Post Primary - Reactivation - 5% - Apical and posterior upper lobe and superior lower lobe (more oxygen, less lymphatics) - progression. Development of a cavity. Can get pseudoaneurysms - Rasmussen.
What is pleural involvement with TB?
Can occur at any time at infection. In primary, can be seen 3-6 months after as a hypersensitivity response. Usually culture negative. Have to biopsy pleura. Don’t see effusions as much with post primary disease, but when you do, the fluid is usually culture positive.
Facts about TB
Primary = no cavity, post primary/primary progressive = cavity
Ghon Lesion = Calcified TB granuloma; sequela of primary TB
Ranke Compes = Calcified TB granuloma + calcified hilar node; healed primary TB.
Bulky hilar and paratracheal LAD = kids
Location for reactivation TB = posterior/apical upper lobes, superior lower lobes.
Miliary spread when? - Hematogenous dissemination (usually in setting of reactivation), but can be in primary progressive as well
Reactive TB pattern (cavitation) seen in HIV patient when CD4 is >200
Primary progressive pattern (Adenopathy, consolidation, miliary spread) in HIV is CD4 <200.
TB does NOT usually cause a lobar pattern in HIV.
What are the patterns of Non-Tuberculous Mycobacteria?
MAC and Mycobacterium Kanasii.
Cavitary (Classic)- Usually MAC - Old white man with COPD (or other chronic lung disease), look like reactivation TB. Upper lobe cavitary lesion with adjacent nodules (suggesting endobronchial spread).
Bronchiectatic (“Non-Classic”) - Lady Windermere Disease - Do not cough and are asymptomatic.

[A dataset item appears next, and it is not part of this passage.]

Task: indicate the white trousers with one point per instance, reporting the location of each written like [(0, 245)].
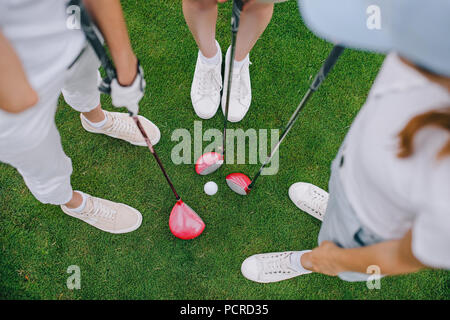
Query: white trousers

Favors old white lady. Tree-in-bud opacities with cylindric bronchiectasis in the RML and lingula
HIV - Low CD4 (<100). GI infection disseminated in the blood. Get a big spleen and liver. Mixed with other pulmonary infections (PCP, etc) given the low CD4 - so lungs can look like anything. Mediasinal LAD is MC.
Hypersensitivity Pneumonitis - Hot tub lung. Aerosolized bugs. Ill-defined, ground glass centrilobular nodules.
What does Aspergillus look like with normal immune, immune depressed, or hyperimmune?
Normal Immune = makes a fungus ball “aspergilloma” in an existing cavity. Show a fungus ball = don’t call it invasive. Cavity from prior trauma or infection.
Immune Suppressed (AIDS or Transplant)- Invasive Aspergillus. Halo sign consolidative nodule/mass with a ground glass halo. Air Crescent Sign - thin crescent of air w/in the consolidative mass. Healing as the necrotic lung separates from the parenchyma. Usually 2-3 weeks after treatment.